Search papers, labs, and topics across Lattice.
The paper introduces HyM3S, a novel hyperspectral image (HSI) classification model that integrates multiscale spatial-spectral convolutions with the Mamba state-space model to capture fine-grained spectral-spatial information while maintaining linear computational complexity. HyM3S extracts multiscale spatial and spectral features, reinforces salient channels with attention, and fuses features adaptively before feeding them into the Mamba module for long-range dependency modeling. Experiments on four benchmark HSI datasets (PaviaU, Houston2013, WHU–Hi–HanChuan, and WHU–Hi–HongHu) demonstrate that HyM3S achieves superior classification accuracy and noise suppression compared to existing methods.
By fusing multiscale spatial-spectral convolutions with Mamba, HyM3S achieves state-of-the-art hyperspectral image classification while maintaining linear computational complexity, overcoming limitations of traditional Transformers.
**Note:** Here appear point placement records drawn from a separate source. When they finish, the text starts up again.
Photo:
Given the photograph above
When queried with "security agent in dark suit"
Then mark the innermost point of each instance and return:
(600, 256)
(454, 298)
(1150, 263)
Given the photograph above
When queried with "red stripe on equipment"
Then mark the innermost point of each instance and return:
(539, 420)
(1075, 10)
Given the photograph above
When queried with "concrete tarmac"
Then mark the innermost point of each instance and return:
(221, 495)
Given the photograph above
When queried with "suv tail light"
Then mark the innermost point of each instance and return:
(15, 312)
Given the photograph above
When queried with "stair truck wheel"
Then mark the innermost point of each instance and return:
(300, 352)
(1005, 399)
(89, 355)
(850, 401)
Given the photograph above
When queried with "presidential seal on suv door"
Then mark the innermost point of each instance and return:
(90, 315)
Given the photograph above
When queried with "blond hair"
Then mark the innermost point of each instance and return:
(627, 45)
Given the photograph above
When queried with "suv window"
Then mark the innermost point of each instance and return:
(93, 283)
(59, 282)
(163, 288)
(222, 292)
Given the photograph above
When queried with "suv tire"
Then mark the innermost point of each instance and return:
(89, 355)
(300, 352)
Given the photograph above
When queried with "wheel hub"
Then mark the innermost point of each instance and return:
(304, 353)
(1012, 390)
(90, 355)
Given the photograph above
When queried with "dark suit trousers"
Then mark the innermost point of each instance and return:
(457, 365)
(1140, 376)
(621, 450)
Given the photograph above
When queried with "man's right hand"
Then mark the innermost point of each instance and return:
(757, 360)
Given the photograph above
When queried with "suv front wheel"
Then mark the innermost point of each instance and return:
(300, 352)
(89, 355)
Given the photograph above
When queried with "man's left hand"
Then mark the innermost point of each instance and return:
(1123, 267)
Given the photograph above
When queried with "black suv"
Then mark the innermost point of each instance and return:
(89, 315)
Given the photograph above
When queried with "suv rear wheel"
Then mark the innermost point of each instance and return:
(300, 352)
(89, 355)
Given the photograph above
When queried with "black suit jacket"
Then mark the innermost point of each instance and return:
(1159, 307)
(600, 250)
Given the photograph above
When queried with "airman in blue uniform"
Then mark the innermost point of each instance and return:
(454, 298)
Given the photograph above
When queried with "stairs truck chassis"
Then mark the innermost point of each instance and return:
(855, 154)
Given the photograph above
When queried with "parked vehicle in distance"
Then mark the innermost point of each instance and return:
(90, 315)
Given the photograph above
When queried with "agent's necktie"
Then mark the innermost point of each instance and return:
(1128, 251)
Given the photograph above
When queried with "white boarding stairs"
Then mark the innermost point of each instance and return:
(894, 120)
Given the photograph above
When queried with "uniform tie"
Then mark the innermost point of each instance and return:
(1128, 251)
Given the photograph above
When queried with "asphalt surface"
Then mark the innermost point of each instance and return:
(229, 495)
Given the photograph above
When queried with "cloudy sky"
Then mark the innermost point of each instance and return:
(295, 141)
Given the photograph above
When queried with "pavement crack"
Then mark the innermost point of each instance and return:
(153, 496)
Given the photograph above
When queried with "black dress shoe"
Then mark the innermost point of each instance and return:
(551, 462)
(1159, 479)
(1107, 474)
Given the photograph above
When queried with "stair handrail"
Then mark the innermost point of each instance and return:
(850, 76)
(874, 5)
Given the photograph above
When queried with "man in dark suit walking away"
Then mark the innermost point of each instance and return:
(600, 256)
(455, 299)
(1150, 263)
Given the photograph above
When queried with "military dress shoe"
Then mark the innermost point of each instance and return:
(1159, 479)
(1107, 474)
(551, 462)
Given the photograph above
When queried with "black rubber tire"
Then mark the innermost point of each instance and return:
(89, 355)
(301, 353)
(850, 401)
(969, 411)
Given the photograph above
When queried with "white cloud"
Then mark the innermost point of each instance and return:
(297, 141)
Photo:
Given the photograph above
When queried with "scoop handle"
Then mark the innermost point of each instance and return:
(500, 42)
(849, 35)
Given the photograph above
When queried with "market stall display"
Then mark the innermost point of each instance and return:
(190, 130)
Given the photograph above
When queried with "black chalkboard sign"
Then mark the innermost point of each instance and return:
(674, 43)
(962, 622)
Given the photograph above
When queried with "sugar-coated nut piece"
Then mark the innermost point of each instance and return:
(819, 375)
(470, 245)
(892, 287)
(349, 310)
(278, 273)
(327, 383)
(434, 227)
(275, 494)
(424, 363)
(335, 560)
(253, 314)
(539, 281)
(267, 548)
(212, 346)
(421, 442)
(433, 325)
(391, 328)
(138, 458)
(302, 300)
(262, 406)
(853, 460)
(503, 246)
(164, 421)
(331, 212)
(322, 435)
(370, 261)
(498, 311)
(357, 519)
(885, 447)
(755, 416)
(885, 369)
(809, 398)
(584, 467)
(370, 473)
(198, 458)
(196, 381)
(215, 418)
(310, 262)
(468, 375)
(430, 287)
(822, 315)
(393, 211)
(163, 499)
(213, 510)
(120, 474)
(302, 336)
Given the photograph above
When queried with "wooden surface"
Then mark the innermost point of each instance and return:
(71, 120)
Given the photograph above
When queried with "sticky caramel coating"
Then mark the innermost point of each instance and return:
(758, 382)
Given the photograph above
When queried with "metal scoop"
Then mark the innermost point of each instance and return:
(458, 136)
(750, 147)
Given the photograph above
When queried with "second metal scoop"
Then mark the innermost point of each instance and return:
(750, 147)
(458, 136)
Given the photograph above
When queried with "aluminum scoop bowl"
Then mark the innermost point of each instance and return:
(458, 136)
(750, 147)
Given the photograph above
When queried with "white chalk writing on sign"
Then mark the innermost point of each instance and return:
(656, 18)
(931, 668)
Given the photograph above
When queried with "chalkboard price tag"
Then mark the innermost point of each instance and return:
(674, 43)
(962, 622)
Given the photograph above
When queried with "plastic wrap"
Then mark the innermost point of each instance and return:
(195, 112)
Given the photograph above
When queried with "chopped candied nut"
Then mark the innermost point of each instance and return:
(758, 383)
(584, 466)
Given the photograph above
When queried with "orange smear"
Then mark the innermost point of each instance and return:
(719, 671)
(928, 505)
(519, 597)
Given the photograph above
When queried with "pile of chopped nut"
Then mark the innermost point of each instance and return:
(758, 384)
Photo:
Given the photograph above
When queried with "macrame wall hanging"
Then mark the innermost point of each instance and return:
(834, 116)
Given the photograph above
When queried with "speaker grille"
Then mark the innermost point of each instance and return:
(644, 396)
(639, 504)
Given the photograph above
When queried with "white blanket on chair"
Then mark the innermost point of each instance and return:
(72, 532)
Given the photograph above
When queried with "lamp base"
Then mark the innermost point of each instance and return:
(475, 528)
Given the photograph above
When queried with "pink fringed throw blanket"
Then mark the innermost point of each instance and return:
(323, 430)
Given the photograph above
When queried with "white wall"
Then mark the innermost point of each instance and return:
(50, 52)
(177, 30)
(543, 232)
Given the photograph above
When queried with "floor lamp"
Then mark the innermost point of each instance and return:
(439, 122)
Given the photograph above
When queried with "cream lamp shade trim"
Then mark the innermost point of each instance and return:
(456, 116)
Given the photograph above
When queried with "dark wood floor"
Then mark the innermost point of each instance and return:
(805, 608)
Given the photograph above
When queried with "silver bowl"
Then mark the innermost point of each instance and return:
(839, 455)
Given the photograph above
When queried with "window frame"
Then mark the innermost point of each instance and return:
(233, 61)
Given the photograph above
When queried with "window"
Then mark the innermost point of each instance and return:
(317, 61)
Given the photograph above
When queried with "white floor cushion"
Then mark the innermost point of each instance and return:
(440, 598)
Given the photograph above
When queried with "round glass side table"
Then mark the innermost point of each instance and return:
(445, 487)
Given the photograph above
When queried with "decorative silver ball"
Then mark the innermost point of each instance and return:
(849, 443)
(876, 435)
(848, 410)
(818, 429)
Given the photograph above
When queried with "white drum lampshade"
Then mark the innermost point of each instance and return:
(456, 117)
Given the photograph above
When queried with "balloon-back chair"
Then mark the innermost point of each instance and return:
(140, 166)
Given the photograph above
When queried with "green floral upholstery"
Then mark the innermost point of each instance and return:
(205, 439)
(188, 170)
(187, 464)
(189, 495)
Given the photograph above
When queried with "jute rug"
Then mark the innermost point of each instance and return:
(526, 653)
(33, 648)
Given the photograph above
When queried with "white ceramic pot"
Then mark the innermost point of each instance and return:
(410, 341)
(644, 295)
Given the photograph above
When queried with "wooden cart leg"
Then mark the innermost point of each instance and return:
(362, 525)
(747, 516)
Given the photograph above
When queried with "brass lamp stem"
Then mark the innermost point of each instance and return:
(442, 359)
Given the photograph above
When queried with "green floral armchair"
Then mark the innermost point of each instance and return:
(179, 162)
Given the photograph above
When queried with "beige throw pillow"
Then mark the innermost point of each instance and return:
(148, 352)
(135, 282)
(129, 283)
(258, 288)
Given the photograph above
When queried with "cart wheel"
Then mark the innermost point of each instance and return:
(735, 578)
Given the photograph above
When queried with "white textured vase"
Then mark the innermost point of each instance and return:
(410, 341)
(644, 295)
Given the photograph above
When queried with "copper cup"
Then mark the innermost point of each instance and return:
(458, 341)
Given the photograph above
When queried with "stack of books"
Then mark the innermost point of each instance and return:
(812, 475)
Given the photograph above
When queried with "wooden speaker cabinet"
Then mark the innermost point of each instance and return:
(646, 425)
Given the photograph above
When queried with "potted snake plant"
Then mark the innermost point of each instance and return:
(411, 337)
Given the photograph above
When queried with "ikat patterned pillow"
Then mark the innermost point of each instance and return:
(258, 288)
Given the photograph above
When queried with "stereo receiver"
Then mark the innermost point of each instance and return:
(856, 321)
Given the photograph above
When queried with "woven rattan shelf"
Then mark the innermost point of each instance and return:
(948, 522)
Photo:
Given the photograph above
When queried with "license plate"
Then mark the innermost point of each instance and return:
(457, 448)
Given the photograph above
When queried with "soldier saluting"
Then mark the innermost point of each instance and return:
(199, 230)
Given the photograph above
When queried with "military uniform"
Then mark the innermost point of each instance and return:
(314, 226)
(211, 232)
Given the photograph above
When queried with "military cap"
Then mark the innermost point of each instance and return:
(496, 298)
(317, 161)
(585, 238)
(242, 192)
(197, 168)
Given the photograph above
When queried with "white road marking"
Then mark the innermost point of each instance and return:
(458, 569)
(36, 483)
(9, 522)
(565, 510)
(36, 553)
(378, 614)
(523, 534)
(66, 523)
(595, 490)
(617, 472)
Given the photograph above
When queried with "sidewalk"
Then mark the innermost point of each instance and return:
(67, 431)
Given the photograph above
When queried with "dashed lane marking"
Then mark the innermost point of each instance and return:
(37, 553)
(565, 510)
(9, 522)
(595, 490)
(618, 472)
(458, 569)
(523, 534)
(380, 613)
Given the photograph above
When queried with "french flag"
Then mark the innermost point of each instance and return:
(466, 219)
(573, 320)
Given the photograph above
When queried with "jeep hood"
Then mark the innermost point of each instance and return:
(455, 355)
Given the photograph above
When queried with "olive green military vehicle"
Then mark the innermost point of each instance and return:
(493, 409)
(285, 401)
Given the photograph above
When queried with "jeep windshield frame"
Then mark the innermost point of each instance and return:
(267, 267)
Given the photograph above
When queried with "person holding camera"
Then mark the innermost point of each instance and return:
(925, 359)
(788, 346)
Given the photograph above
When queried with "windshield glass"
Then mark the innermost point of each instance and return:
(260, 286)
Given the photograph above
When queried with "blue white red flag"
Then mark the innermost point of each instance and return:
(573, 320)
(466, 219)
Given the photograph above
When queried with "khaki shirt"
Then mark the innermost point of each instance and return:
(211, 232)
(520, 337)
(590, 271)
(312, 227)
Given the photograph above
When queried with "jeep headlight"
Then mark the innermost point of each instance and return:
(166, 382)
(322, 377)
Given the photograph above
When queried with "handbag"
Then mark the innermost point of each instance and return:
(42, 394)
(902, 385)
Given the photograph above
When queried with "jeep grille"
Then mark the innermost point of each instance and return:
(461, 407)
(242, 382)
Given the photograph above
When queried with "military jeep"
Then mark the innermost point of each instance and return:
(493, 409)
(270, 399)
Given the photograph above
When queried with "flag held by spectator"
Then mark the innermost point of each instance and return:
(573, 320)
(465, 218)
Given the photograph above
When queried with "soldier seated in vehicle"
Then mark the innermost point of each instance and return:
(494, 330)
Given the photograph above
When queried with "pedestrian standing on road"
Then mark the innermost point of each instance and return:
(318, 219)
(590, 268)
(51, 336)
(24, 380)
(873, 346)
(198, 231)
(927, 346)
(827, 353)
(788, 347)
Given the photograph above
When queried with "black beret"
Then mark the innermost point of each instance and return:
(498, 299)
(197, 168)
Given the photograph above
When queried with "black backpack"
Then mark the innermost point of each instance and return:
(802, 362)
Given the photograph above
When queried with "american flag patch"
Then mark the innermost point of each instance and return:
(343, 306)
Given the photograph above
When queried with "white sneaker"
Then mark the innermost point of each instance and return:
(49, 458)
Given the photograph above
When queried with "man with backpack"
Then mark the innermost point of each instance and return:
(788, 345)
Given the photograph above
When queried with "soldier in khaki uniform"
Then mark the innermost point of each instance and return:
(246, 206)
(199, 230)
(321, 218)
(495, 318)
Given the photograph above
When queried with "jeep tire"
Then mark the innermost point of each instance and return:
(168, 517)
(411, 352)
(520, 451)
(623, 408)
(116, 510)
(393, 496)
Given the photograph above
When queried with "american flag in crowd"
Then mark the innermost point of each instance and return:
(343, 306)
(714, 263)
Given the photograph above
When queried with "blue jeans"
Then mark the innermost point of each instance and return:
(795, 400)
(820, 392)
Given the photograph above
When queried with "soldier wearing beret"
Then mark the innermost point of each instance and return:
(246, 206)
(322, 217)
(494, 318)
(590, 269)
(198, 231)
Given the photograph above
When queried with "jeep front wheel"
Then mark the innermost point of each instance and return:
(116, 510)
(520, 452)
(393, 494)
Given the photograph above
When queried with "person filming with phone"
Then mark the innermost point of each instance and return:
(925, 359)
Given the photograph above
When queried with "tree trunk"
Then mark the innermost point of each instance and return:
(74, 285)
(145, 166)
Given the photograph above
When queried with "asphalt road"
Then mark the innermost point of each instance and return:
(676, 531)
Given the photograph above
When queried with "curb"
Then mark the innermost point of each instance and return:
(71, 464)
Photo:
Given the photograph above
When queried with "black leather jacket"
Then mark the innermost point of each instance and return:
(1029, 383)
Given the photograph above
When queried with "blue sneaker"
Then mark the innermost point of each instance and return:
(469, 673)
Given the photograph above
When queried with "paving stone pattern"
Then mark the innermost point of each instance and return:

Transformer models have been widely adopted for hyperspectral image (HSI) classification due to their exceptional long-sequence modeling capabilities. However, the self-attention mechanism in Transformers incurs quadratic computational complexity, posing challenges in both speed and memory consumption. Recently, a novel state-space model—the Mamba model—has emerged, overcoming the quadratic complexity of self-attention by achieving linear computational complexity while retaining powerful long-sequence modeling. Yet, the original Mamba design does not account for the unique spectral–spatial characteristics of HSI data, making it difficult to capture multiscale features. This limitation can lead to the loss of critical spectral–spatial cues at fine targets and complex boundaries, resulting in increased classification noise, blurred boundary segmentation, and reduced overall accuracy. To address the loss of fine–grained spectral–spatial information in HSI, we propose HyM3S: a hyperspectral multiscale spatial–spectral sequence model that integrates multiscale spatial–spectral convolutions with Mamba’s linear sequence modeling.HyM3S first extracts multiscale spatial and spectral features in parallel along horizontal and vertical branches, and reinforces salient channels via channel–wise attention. Features are then adaptively fused across modality and directional dimensions to form a unified joint representation. Finally, this representation is fed into the Mamba module for long–range dependency modeling under linear complexity, thereby significantly improving classification accuracy and suppressing noise. Experiments on four benchmark HSI datasets—Pavia University (PaviaU), Houston2013, WHU–Hi–HanChuan, and WHU–Hi–HongHu—demonstrate the clear superiority of the proposed HyM3S model for HSI classification.